Last summer I heard about a child who had died in the area. She had had a terrible accident, the kind of thing that parents try to be careful about, but it happens anyway. When I have heard the story, parents note that it could have happened to any of our kids. That the only prevention would be never ever ever taking your eyes off of your child.

Last week I took my car in to get inspected. I took Will but left Aidan with a friend. As I sat in the waiting room, I marvelled at how everyone knew everyone else: the employees knew the customers and the customers knew each other.

When I got back to get Aidan, I mentioned that it was hard to wait in the waiting room with Will for so long. My friend told me that there used to be toys arond there that made the wait easier with kids but that the owners' daughter had died last summer and the toys have since disappeared. She had this horrible accident...

So the story is bigger than a sad accident. The family is out in the public. They fix everybody's cars in town. They tow cars. They help people when they get stuck, stranded. I'd bet more people know them than the mayor.

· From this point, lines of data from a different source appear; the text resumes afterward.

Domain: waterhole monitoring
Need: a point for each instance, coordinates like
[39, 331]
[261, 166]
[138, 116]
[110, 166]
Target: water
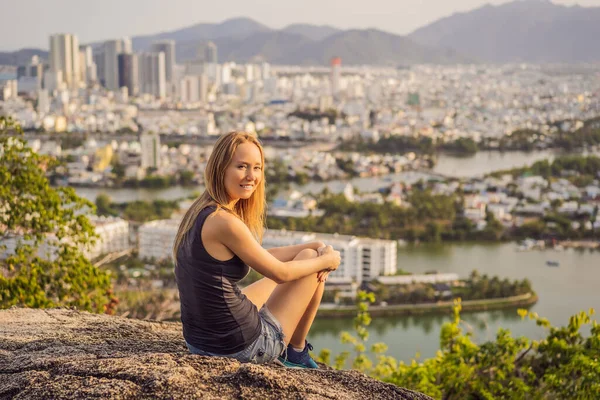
[485, 162]
[481, 163]
[562, 292]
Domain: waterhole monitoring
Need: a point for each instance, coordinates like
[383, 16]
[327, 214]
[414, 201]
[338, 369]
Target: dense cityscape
[350, 152]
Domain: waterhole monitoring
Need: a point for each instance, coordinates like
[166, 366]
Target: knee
[307, 253]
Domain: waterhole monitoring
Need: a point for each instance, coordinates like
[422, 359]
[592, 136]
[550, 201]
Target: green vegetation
[569, 167]
[313, 114]
[430, 218]
[565, 364]
[519, 140]
[476, 287]
[391, 144]
[40, 217]
[405, 144]
[136, 211]
[462, 146]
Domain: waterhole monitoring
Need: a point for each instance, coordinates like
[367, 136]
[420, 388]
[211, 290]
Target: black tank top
[216, 316]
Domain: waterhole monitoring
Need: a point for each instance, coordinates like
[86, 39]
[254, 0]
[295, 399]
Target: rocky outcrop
[67, 354]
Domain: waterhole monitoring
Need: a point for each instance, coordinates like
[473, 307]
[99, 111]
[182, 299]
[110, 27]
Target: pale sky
[28, 23]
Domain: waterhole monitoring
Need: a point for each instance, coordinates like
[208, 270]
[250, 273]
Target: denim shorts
[266, 348]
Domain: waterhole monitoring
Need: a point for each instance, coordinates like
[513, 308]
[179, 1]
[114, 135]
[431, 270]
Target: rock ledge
[67, 354]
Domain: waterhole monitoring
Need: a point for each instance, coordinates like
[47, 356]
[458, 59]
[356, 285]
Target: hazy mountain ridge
[314, 32]
[521, 31]
[243, 39]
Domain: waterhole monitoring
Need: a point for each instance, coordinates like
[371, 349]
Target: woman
[217, 241]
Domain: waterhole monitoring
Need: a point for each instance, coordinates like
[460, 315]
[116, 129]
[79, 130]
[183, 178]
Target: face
[244, 173]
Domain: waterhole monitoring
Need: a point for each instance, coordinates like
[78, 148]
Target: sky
[28, 23]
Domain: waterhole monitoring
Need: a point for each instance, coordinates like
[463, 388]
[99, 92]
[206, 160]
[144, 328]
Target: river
[562, 292]
[481, 163]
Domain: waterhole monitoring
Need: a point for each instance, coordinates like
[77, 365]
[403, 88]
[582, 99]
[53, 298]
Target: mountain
[243, 39]
[314, 32]
[354, 47]
[22, 56]
[235, 27]
[521, 31]
[369, 46]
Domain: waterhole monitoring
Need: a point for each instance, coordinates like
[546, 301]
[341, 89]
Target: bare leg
[290, 301]
[307, 319]
[259, 291]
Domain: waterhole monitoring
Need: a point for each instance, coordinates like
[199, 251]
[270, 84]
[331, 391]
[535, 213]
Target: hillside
[66, 354]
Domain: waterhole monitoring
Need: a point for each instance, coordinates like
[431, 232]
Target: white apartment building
[64, 57]
[113, 236]
[150, 149]
[156, 239]
[363, 259]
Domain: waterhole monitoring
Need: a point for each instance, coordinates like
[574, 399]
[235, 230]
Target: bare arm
[236, 236]
[288, 253]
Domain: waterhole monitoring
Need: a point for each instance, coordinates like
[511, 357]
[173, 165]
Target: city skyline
[156, 16]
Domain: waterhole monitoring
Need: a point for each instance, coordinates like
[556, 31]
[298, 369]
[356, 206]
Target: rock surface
[67, 354]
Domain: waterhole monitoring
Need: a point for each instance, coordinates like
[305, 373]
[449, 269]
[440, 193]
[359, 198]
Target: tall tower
[64, 57]
[112, 49]
[152, 74]
[210, 53]
[88, 72]
[167, 47]
[336, 66]
[128, 72]
[150, 147]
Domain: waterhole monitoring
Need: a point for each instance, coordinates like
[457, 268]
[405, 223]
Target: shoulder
[223, 222]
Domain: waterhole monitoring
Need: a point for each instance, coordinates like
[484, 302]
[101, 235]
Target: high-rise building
[336, 66]
[150, 149]
[189, 89]
[64, 56]
[152, 74]
[100, 67]
[203, 88]
[210, 53]
[128, 72]
[29, 76]
[87, 65]
[167, 47]
[112, 49]
[43, 106]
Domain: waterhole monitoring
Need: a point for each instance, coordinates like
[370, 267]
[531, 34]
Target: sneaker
[294, 359]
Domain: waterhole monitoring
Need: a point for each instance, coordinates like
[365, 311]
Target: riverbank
[442, 307]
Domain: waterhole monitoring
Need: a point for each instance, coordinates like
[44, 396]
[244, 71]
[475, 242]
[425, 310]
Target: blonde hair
[251, 211]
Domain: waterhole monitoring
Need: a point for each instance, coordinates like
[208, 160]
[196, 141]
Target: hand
[322, 276]
[321, 249]
[334, 257]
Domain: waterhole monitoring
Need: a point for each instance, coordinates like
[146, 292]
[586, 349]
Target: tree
[563, 365]
[48, 229]
[104, 205]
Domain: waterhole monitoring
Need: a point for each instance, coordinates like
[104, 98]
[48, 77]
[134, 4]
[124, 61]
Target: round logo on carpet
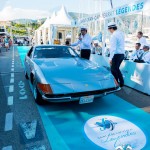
[110, 132]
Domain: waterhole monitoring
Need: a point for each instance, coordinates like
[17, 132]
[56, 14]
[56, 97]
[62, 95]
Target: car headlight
[45, 88]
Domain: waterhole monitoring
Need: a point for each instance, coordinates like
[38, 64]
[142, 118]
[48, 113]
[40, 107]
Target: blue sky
[38, 8]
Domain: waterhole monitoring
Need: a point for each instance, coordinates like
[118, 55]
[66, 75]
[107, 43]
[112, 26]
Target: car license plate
[86, 99]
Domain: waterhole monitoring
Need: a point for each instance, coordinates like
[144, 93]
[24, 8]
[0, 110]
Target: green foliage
[23, 29]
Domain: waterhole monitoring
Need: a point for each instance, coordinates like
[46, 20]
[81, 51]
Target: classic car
[58, 74]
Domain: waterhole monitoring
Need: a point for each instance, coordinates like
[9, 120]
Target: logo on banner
[110, 132]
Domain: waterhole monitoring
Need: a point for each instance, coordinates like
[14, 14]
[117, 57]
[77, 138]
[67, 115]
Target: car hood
[73, 74]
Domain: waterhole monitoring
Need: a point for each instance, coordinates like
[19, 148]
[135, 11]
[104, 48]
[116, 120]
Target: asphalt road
[23, 128]
[57, 126]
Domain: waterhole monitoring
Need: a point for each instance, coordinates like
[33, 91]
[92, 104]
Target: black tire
[37, 96]
[26, 76]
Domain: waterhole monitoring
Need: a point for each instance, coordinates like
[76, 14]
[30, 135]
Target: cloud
[9, 13]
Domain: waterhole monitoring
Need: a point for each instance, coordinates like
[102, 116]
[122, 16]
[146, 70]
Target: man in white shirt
[84, 41]
[117, 51]
[146, 54]
[137, 53]
[141, 39]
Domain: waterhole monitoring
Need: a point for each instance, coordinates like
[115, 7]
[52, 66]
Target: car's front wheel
[37, 95]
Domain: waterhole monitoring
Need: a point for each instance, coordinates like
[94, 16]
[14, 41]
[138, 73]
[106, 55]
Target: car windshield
[54, 52]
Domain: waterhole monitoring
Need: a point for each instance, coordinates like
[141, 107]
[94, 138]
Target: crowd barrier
[136, 75]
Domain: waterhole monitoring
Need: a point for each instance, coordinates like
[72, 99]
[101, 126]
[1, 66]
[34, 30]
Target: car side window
[30, 52]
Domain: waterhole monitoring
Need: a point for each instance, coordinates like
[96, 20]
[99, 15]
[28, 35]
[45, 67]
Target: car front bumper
[76, 96]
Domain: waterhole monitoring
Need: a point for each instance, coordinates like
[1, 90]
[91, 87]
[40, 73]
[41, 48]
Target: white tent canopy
[62, 18]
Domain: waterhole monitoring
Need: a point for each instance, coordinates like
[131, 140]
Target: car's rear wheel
[37, 95]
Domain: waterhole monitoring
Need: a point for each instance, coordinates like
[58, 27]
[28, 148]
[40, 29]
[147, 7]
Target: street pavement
[58, 126]
[21, 127]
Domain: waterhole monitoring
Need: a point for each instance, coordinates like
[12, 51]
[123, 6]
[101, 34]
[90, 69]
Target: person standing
[146, 54]
[117, 51]
[137, 53]
[84, 41]
[141, 39]
[6, 43]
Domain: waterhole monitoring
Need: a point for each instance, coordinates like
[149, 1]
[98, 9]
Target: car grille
[80, 94]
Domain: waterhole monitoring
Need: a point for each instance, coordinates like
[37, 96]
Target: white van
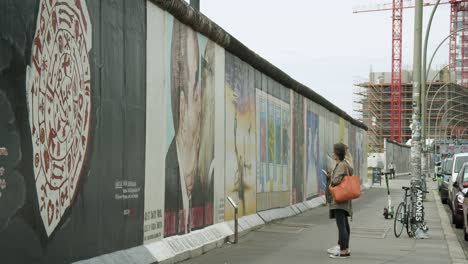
[458, 161]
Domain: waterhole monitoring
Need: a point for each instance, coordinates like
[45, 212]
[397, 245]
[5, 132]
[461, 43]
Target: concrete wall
[121, 125]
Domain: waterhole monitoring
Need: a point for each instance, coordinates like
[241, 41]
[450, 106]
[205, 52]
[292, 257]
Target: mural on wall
[59, 103]
[189, 166]
[298, 148]
[285, 126]
[262, 166]
[240, 137]
[273, 135]
[342, 130]
[313, 179]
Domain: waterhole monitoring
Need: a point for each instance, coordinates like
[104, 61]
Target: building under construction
[447, 107]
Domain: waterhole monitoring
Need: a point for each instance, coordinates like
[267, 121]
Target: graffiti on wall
[189, 167]
[59, 103]
[298, 148]
[273, 141]
[240, 136]
[313, 179]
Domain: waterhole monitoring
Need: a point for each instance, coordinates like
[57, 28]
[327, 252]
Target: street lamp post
[424, 158]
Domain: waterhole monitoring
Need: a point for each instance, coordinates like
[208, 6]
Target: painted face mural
[189, 159]
[59, 103]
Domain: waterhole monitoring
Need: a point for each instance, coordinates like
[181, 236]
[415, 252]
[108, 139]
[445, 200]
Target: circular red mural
[59, 104]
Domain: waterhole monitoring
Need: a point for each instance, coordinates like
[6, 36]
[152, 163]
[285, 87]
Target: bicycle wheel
[408, 216]
[399, 220]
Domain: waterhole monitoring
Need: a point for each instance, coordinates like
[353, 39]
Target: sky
[322, 44]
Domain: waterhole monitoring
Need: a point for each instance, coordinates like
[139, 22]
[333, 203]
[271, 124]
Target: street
[305, 238]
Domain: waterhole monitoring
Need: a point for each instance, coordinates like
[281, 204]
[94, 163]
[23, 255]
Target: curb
[179, 248]
[455, 250]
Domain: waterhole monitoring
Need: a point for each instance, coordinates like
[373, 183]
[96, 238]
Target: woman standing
[340, 211]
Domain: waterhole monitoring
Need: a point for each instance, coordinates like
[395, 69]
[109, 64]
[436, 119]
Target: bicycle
[403, 215]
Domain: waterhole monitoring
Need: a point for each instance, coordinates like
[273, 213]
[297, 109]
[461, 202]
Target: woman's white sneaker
[334, 249]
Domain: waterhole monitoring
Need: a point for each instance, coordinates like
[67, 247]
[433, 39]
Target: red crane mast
[396, 7]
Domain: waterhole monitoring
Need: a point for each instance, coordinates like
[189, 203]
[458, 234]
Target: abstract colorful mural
[240, 164]
[59, 104]
[313, 156]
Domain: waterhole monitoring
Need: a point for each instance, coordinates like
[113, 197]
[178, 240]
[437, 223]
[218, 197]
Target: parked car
[458, 195]
[465, 213]
[445, 174]
[458, 161]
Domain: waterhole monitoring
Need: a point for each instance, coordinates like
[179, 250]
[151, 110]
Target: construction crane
[397, 6]
[459, 22]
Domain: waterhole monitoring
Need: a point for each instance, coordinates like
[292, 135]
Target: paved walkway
[305, 238]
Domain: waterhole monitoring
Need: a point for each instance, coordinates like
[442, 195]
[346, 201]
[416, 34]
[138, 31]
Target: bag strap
[347, 168]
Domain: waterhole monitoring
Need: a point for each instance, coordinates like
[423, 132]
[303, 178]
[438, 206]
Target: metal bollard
[236, 223]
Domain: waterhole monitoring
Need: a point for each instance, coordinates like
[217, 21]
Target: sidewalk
[305, 238]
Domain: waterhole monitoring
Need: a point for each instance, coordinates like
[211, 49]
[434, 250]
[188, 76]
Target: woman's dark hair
[340, 150]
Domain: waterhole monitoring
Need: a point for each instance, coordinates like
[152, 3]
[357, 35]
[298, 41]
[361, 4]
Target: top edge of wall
[199, 22]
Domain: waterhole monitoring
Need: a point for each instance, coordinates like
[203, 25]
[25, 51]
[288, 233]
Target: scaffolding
[447, 109]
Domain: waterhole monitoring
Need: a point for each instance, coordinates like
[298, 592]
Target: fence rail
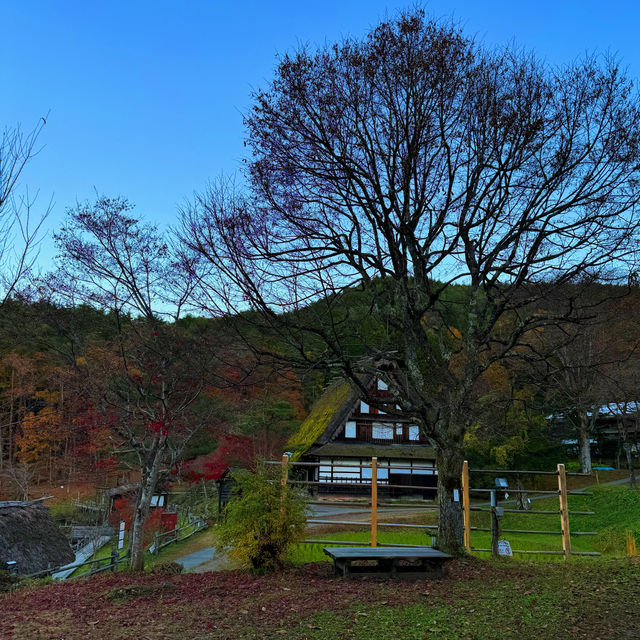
[562, 493]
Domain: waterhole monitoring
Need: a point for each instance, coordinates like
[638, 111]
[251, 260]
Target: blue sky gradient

There's no hiding, no working things out privately. Their door has an open sign on it and anybody can come in all day and either poke at their pain with a prodding finger or drape them in their love and affection.

Comments

Friends here had the same horrible thing happen several years ago to their 15-month-old daughter, and since it's a small town, everyone knows. That can be a comfort, but just as you wrote, there's no hiding, no private mourning.

Will is scrumptious!!! and he's just a week or so older than my Maggie. Happy birthday to the little guy.